The path towards better AI might parallel biological evolution only in superficial ways. Consider the raw development of a human brain. The core process appears to be a one-shot effort. It starts with stem cells racing up an initial structure called a neural tube at a rate of 15 million every hour and hooking together in a developing embryo. That prodigious assembly of the brain is followed by learning – the brain is shaped and pruned as experience creates our unique path through life. Although we’re incredibly flexible, and capable of absorbing and mastering all sorts of skills and knowledge, as individuals we are also, sadly, constrained by whatever genetic hand we were dealt. And, in truth, while we can all keep learning and changing, we seldom develop any miraculous new talents during our lifetimes.
A machine might not be as constrained, especially if critical pieces are out exploring the cosmos and have been designed to evolve into something new. Savant components of a larger intelligence might come and go in an ever-changing pick-and-mix. Some cognitive skills might be useful in certain contexts but could simply get in the way in other situations. In other words, machine-based intelligence could be highly fluid, changeable and, most of all, rapidly evolvable. As a consequence, what could be lurking out there in the cosmos is a vast and diverse zoo of AIs.
We might be incapable of registering the presence of billion-year-old machine savants
In a sense, such AIs parallel the microbial machines that are at the core of life on Earth – forming the smallest units of intelligence to traverse the Universe, and ultimately combining together, as the evolutionary biologist Lynn Margulis posed, to create multicellular creatures, larger entities and consciousness itself. In fact, long after a biological species has faded away amid the relentless torrent of natural selection, or self-destruction, this type of machine will remain.
AI beyond Earth might be hard to recognise. Just as someone living on the steppe in 12th-century Mongolia would find a self-driving car both magical and meaningless, we might be quite incapable of registering or interpreting the presence of billion-year-old machine savants. Equally, savant machines might not be actively seeking to talk to us, or any other intelligences.
But a recognisable encounter with even one savant machine would indeed change everything. It would tell us that the galaxy is awash with intelligence, and could suggest that our future might be one of a vestigial, fading biological presence.

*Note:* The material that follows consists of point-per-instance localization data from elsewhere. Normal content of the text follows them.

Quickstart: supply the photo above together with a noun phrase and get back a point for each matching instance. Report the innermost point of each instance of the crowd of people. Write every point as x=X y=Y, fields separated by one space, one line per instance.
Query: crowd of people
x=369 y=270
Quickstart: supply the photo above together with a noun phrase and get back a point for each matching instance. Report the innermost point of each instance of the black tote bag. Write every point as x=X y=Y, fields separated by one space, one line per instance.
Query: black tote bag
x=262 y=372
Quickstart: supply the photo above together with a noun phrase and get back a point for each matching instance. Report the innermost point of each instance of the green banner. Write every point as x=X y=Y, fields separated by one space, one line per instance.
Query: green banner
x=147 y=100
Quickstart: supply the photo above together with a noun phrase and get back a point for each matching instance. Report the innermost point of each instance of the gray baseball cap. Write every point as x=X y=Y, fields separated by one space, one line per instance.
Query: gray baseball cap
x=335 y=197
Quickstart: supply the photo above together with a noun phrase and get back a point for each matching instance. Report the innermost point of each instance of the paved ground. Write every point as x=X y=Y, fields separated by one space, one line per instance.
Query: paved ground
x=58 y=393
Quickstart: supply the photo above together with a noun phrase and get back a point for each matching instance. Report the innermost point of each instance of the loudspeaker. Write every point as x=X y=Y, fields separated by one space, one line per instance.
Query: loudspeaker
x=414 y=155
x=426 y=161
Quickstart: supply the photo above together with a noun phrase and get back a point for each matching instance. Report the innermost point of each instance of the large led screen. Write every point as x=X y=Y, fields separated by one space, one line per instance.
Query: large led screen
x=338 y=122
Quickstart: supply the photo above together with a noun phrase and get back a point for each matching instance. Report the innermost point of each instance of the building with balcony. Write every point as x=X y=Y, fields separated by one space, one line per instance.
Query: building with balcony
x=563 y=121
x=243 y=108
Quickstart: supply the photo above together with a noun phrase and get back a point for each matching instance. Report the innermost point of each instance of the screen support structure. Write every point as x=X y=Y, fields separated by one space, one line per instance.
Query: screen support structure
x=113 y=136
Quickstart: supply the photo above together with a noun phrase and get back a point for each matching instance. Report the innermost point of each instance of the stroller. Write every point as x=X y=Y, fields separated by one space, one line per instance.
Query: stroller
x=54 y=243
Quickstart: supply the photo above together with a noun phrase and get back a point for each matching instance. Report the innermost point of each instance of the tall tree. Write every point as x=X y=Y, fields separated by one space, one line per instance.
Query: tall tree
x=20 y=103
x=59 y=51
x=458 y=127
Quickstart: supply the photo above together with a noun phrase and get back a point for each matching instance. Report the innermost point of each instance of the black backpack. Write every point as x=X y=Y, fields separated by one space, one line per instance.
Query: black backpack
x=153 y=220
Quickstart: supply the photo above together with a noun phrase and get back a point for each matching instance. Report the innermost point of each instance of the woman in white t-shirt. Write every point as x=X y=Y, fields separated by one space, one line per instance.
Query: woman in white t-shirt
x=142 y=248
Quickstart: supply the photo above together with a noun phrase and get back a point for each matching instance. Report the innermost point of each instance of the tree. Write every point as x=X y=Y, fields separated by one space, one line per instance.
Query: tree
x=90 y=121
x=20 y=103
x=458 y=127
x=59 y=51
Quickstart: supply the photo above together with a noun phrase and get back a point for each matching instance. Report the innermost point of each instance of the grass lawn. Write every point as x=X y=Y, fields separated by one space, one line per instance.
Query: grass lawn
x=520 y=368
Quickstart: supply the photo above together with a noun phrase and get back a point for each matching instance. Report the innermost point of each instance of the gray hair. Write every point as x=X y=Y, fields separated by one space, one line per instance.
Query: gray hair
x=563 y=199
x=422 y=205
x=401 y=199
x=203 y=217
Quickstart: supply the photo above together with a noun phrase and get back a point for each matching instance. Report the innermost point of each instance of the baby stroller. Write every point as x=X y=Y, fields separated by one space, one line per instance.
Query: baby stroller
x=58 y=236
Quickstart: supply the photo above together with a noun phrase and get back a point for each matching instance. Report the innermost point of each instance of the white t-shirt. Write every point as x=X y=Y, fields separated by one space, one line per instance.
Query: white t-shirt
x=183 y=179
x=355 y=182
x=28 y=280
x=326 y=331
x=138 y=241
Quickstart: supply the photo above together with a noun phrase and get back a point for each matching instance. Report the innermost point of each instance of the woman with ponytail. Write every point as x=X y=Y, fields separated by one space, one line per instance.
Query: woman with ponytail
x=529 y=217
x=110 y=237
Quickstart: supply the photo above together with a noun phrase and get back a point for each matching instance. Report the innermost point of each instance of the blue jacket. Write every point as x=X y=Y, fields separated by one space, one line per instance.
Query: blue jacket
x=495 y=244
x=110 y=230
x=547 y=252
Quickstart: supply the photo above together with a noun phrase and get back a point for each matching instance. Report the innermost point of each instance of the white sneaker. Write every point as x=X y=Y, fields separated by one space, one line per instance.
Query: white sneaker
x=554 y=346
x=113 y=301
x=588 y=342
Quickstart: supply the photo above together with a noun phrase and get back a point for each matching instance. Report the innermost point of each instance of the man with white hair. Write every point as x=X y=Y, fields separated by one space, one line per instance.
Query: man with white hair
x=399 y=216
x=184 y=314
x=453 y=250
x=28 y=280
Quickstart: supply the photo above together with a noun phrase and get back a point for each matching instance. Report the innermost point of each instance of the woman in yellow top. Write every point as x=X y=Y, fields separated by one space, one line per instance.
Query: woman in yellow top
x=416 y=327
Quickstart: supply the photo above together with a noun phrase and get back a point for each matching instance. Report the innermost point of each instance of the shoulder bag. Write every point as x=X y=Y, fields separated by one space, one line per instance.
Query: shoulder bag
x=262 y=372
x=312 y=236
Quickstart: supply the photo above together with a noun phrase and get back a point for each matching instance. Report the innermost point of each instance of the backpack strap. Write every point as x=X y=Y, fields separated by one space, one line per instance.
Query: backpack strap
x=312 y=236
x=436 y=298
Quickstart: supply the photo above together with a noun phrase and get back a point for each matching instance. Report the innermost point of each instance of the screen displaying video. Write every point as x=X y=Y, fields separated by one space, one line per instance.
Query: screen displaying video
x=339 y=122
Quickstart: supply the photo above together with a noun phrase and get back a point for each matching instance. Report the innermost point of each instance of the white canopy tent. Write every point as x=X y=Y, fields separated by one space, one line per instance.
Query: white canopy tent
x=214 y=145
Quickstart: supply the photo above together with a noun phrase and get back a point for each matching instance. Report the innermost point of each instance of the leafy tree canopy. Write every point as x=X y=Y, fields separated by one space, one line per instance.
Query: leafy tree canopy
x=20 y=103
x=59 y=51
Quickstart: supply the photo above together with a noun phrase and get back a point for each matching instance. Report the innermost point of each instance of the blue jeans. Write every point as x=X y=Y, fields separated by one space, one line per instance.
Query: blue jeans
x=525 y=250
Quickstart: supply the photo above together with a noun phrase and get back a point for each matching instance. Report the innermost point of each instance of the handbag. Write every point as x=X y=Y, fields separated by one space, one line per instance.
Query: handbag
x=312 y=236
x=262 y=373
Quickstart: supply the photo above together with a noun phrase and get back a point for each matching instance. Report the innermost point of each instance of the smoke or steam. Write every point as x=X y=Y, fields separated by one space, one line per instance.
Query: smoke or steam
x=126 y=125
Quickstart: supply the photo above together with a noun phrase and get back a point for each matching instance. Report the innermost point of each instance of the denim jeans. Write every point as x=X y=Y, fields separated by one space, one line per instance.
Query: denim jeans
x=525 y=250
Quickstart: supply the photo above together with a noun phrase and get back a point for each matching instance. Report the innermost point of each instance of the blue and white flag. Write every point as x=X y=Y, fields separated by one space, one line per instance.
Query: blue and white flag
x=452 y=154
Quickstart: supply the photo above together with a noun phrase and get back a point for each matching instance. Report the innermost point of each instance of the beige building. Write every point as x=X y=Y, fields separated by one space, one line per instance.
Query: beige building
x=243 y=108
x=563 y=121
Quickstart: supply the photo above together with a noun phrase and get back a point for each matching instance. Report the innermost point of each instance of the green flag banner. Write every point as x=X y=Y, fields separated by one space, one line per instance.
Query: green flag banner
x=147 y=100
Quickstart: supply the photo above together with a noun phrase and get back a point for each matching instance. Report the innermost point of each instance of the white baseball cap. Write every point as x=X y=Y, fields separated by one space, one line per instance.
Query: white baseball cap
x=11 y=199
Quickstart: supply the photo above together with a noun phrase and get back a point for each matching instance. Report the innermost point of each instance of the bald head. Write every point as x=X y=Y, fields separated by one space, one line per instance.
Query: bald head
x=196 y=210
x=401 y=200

Most of all, this discovery would tell us that we might currently be the only natural minds consciously aware of these facts. That’s because the biology that could produce AI explorers would likely evolve or go extinct on timescales far shorter than the persistence of these interstellar machines, and we already live in a galaxy that is 10 billion years old.
Finding an AI-ET could unlock our own cosmic exploration by lighting a path forward. It might also offer insight into the nature of its creators, those ancestral intelligences, presumably in biological form. Exactly what this investigative process would look like is extremely hard to imagine. Even a single savant AI might not come in one physical package but rather a swarm of tinier components incredibly hard to digest. However, let’s assume that by interrogation or literal disassembly we eventually solve the mystery of the AI-ET’s origins. We might find evidence of an organic species like us – or we might discover only machines all the way down.